I don't seem to have a shortage of recent SF novels ahead of me to read.
Crich's point is valid though. Speculative fiction can tilt either way, SF or fantasy. Sure, there are "hard SF" stories whose educational, factual content, and "raison d'etre" would be lost in a fantasy translation but I read fiction for the stories, not the facts. The genious of great fiction is in the characters and how I get immersed into the tale, regardless of genre.
Maybe you can question whether or not we're in a golden age of SF, in decline, or at the start of a swell. That has more to do with society's relationship to science and scientists, out of authors' control.
We live in an age of miracles (cell phones, nuclear power, space flight, internet) where the public has very little understanding of the effort or personalities of the people responsible for bringing us this lifestyle. I think of it as the corporate age. Instead of celebrating Thomas Watson we admire IBM. Instead of thinking of Bill Hewlett and Dave Packard we recognize HP or Agilent. Instead of mourning the death of Dr Arnold Beckman (who funded Shockley's transistors) we follow the fate of Silicon Valley.

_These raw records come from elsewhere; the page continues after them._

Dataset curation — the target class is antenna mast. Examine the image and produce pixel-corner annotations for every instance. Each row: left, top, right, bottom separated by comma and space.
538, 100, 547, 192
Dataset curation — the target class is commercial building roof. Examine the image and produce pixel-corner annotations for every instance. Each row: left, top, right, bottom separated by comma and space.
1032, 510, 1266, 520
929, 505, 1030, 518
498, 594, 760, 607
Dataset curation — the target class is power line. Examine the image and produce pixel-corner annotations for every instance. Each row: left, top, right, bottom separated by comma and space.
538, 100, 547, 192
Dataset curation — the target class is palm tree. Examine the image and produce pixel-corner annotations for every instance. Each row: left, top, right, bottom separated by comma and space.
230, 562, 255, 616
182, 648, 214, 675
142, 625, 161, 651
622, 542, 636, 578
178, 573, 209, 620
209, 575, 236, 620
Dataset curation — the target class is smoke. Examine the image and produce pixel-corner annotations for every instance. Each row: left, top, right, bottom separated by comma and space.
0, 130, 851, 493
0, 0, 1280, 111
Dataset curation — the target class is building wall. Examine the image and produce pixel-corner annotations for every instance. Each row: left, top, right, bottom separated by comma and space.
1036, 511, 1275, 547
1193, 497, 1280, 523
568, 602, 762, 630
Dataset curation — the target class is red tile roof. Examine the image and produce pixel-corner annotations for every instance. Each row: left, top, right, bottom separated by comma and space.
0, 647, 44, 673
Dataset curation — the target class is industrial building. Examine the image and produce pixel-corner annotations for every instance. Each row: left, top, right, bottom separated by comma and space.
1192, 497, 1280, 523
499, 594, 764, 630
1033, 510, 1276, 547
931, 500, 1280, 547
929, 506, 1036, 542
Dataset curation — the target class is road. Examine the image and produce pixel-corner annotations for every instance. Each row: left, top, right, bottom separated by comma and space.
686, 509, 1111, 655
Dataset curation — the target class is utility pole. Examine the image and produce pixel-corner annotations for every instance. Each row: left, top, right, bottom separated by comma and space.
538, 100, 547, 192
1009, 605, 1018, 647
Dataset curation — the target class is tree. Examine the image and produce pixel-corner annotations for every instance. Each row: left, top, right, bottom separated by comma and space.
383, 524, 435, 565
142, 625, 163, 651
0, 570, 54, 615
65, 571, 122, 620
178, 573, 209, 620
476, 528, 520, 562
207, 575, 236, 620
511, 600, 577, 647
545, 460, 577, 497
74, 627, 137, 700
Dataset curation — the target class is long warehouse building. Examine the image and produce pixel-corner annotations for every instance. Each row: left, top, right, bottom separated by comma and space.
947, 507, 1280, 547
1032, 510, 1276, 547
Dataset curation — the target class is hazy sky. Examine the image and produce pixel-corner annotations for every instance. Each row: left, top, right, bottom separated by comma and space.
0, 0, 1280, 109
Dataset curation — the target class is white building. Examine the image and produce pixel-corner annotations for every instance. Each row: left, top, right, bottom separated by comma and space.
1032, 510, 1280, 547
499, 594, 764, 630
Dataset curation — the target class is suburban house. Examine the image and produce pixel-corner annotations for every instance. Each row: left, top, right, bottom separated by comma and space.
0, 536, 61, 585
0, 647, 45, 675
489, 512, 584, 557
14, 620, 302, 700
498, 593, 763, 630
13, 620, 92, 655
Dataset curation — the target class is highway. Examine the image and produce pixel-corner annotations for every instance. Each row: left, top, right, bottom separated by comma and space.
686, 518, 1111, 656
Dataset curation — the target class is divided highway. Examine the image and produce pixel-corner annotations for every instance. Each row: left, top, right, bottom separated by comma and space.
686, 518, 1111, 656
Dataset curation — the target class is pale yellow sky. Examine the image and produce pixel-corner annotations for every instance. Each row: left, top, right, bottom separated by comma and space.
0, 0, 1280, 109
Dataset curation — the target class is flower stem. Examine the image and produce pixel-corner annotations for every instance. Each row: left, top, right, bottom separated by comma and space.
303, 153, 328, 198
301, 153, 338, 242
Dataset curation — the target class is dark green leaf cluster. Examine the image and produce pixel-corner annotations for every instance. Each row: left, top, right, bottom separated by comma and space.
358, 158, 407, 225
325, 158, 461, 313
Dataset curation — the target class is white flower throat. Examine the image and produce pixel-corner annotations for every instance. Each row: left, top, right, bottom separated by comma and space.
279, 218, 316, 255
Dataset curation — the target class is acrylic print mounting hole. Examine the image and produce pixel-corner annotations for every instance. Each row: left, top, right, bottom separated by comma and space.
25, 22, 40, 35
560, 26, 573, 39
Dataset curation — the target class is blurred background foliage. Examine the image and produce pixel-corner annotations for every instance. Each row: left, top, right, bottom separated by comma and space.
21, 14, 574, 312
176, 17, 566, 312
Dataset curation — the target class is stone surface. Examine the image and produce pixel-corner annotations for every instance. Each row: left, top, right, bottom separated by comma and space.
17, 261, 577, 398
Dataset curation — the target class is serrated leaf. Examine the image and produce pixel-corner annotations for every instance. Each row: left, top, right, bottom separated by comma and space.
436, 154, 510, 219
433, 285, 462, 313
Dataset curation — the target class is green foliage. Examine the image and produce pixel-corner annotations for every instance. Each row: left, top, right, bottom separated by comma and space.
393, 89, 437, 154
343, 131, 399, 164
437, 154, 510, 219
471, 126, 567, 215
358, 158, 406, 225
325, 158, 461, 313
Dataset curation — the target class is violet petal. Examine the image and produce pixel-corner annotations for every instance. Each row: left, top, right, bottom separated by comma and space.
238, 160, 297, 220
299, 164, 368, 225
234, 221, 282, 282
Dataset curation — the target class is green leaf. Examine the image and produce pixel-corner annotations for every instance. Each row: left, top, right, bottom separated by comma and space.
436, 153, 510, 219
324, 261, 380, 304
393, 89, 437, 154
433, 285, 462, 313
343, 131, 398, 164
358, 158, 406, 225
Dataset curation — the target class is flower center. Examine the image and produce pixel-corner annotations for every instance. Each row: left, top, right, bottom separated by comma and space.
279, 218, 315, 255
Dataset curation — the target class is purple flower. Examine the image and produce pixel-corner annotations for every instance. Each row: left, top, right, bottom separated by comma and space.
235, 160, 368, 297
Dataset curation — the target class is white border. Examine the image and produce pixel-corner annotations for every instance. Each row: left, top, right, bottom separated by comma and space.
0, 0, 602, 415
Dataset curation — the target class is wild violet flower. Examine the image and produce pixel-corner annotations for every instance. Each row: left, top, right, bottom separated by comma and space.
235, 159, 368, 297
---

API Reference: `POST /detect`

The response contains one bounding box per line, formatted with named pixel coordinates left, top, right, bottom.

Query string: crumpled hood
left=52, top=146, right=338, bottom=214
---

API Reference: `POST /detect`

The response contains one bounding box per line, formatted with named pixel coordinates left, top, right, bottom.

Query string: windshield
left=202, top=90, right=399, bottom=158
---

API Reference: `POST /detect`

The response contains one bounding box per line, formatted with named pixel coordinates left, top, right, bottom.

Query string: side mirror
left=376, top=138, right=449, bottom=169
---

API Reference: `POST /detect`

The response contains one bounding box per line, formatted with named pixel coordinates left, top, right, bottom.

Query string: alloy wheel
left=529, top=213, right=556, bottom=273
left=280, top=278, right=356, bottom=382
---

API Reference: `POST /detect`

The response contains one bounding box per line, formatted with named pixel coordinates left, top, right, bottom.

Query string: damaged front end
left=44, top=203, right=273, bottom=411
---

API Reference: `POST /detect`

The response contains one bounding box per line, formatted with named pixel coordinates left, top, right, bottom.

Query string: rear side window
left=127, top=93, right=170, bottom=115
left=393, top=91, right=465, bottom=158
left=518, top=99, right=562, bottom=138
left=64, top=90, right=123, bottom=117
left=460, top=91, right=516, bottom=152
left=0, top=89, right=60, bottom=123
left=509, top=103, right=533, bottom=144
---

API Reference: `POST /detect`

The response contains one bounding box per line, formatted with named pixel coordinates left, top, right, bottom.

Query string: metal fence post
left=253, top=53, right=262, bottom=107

Funny how we supposedly elevate the individual in America but that small sample of our founding fathers of technology is hardly recognized by people today. We bow to the corporations. They endure after the founders pass on. Of course it is unknown yet whether that will be true of Apple without Steve Jobs but it seems likely.
Anyway, that change in how the public imagination is captured, by corporations not adventurous individuals, probably dominates the SF scene.